Sanierung der Grundschule in Zöblitz

Saniertes Klassenzimmer
Neuer Anbau entsteht

Im bestehenden Haupt-Schulgebäude sind die notwendigen Installations- und Renovierungsarbeiten zur Nutzung von acht Klassenzimmern abgeschlossen. Die weiteren Umbauarbeiten laufen kontinuierlich während des Schulbetriebes weiter.

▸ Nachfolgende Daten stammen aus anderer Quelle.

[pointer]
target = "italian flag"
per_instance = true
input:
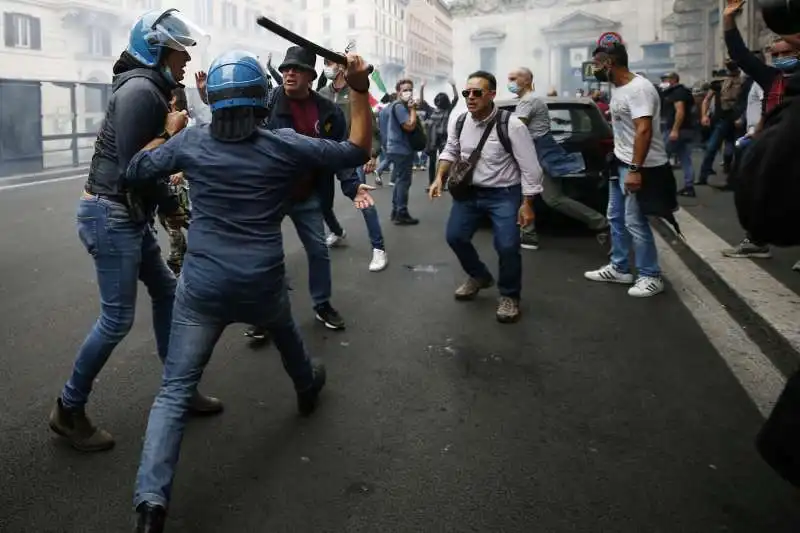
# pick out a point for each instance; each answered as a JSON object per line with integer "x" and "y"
{"x": 376, "y": 89}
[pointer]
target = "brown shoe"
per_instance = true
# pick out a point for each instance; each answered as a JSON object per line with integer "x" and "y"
{"x": 470, "y": 288}
{"x": 507, "y": 310}
{"x": 75, "y": 426}
{"x": 205, "y": 405}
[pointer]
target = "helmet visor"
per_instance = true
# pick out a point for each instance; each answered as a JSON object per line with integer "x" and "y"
{"x": 178, "y": 32}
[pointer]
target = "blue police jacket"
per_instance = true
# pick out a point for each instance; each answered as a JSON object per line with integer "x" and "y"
{"x": 239, "y": 193}
{"x": 332, "y": 125}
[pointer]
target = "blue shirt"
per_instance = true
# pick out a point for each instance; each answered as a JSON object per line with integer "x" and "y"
{"x": 396, "y": 137}
{"x": 239, "y": 193}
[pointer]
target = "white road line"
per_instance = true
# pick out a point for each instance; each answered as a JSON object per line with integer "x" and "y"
{"x": 772, "y": 300}
{"x": 762, "y": 381}
{"x": 40, "y": 182}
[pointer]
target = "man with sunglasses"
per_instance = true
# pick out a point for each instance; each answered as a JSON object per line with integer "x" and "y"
{"x": 115, "y": 219}
{"x": 504, "y": 183}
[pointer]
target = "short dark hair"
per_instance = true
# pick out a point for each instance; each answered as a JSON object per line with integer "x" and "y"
{"x": 616, "y": 51}
{"x": 488, "y": 76}
{"x": 401, "y": 83}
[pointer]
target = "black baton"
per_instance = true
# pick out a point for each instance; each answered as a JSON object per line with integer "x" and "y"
{"x": 299, "y": 40}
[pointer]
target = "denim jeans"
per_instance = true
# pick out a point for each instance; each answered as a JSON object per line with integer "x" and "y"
{"x": 630, "y": 227}
{"x": 124, "y": 253}
{"x": 309, "y": 223}
{"x": 196, "y": 328}
{"x": 402, "y": 171}
{"x": 371, "y": 218}
{"x": 682, "y": 148}
{"x": 501, "y": 204}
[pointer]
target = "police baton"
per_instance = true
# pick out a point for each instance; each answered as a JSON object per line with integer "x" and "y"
{"x": 299, "y": 40}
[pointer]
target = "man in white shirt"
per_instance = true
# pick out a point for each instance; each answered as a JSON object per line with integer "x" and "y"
{"x": 638, "y": 146}
{"x": 505, "y": 180}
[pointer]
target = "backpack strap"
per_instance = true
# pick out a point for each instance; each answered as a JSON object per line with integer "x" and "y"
{"x": 502, "y": 129}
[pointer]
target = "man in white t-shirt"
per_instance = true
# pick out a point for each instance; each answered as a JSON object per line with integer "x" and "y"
{"x": 638, "y": 144}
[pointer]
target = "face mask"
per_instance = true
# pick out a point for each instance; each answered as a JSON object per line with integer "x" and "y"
{"x": 330, "y": 72}
{"x": 786, "y": 63}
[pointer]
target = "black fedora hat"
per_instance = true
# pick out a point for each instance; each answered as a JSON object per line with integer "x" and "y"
{"x": 299, "y": 58}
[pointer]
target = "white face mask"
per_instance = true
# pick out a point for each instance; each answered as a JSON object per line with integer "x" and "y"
{"x": 330, "y": 72}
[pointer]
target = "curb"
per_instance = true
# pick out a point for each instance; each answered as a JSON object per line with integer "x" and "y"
{"x": 777, "y": 346}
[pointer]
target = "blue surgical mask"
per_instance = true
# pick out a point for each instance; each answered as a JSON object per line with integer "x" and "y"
{"x": 786, "y": 63}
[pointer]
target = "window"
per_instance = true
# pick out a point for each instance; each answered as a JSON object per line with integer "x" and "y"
{"x": 489, "y": 59}
{"x": 205, "y": 11}
{"x": 99, "y": 41}
{"x": 229, "y": 15}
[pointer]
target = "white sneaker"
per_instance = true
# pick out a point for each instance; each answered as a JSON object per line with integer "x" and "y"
{"x": 333, "y": 240}
{"x": 379, "y": 260}
{"x": 646, "y": 286}
{"x": 609, "y": 274}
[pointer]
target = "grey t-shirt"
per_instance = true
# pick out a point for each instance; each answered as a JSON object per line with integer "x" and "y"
{"x": 533, "y": 110}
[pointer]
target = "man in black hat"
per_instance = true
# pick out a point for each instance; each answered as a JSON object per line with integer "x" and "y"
{"x": 296, "y": 106}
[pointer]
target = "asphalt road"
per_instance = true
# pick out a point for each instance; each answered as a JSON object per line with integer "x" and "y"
{"x": 597, "y": 413}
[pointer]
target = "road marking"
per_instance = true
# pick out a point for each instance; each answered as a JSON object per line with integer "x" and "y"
{"x": 40, "y": 182}
{"x": 762, "y": 381}
{"x": 769, "y": 298}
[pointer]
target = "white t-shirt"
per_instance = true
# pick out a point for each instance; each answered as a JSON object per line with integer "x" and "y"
{"x": 639, "y": 98}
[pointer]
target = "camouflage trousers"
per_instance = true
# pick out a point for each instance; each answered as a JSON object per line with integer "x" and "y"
{"x": 177, "y": 247}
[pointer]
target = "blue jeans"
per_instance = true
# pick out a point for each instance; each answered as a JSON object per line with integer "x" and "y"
{"x": 124, "y": 253}
{"x": 502, "y": 206}
{"x": 309, "y": 223}
{"x": 371, "y": 219}
{"x": 630, "y": 226}
{"x": 682, "y": 148}
{"x": 402, "y": 170}
{"x": 196, "y": 328}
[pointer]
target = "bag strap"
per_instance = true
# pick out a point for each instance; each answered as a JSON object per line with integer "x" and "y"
{"x": 476, "y": 153}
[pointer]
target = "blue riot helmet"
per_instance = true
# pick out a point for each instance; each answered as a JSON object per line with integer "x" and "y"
{"x": 156, "y": 30}
{"x": 237, "y": 88}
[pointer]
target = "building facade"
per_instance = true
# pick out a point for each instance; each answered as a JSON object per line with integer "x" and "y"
{"x": 430, "y": 42}
{"x": 378, "y": 27}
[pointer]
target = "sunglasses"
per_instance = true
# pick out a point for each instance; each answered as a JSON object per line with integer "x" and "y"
{"x": 477, "y": 93}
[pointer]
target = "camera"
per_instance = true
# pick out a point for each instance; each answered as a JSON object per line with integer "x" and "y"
{"x": 781, "y": 16}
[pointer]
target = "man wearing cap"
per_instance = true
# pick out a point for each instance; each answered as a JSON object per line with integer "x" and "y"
{"x": 677, "y": 126}
{"x": 296, "y": 106}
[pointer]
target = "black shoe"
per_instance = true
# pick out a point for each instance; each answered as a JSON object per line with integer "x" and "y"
{"x": 329, "y": 316}
{"x": 307, "y": 399}
{"x": 405, "y": 220}
{"x": 150, "y": 518}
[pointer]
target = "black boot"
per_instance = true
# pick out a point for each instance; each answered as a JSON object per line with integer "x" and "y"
{"x": 150, "y": 518}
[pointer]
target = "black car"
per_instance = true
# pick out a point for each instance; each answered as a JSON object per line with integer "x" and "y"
{"x": 579, "y": 126}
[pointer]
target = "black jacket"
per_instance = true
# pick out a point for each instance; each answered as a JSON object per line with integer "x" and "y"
{"x": 135, "y": 115}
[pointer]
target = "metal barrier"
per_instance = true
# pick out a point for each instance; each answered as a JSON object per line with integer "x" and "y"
{"x": 48, "y": 125}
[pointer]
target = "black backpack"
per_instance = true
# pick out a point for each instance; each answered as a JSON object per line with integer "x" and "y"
{"x": 767, "y": 192}
{"x": 502, "y": 128}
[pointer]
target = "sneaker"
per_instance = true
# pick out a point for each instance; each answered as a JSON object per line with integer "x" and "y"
{"x": 307, "y": 399}
{"x": 529, "y": 240}
{"x": 379, "y": 260}
{"x": 507, "y": 310}
{"x": 646, "y": 286}
{"x": 326, "y": 314}
{"x": 747, "y": 250}
{"x": 77, "y": 428}
{"x": 470, "y": 288}
{"x": 609, "y": 274}
{"x": 333, "y": 240}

Im Außenbereich sind die Dachdeckerarbeiten an den bestehenden Gebäudeteilen weitestgehend abgeschlossen und mit den Fassadenarbeiten (Dämmung) wurde begonnen.

Nach erfolgtem Abbruch des Altschulgebäudes und Erstellung der Bodenplatte laufen derzeit die Rohbauarbeiten zur Errichtung des künftigen Hortneubaus. Im Zuge der Herstellung der einzelnen Geschossdecken und der damit verbundenen Einbindung und Sicherung der Decken des Zwischenbaues beginnen die Installationsarbeiten im Zwischenbau. Die Nutzung der Räume im Zwischenbau ist planmäßig nach den Herbstferien 2013 vorgesehen.

 

 

 

 

 

 

 

 

 

 

Erfüllung von Unfallschutzauflagen in der Grundschule "Herzog Heinrich"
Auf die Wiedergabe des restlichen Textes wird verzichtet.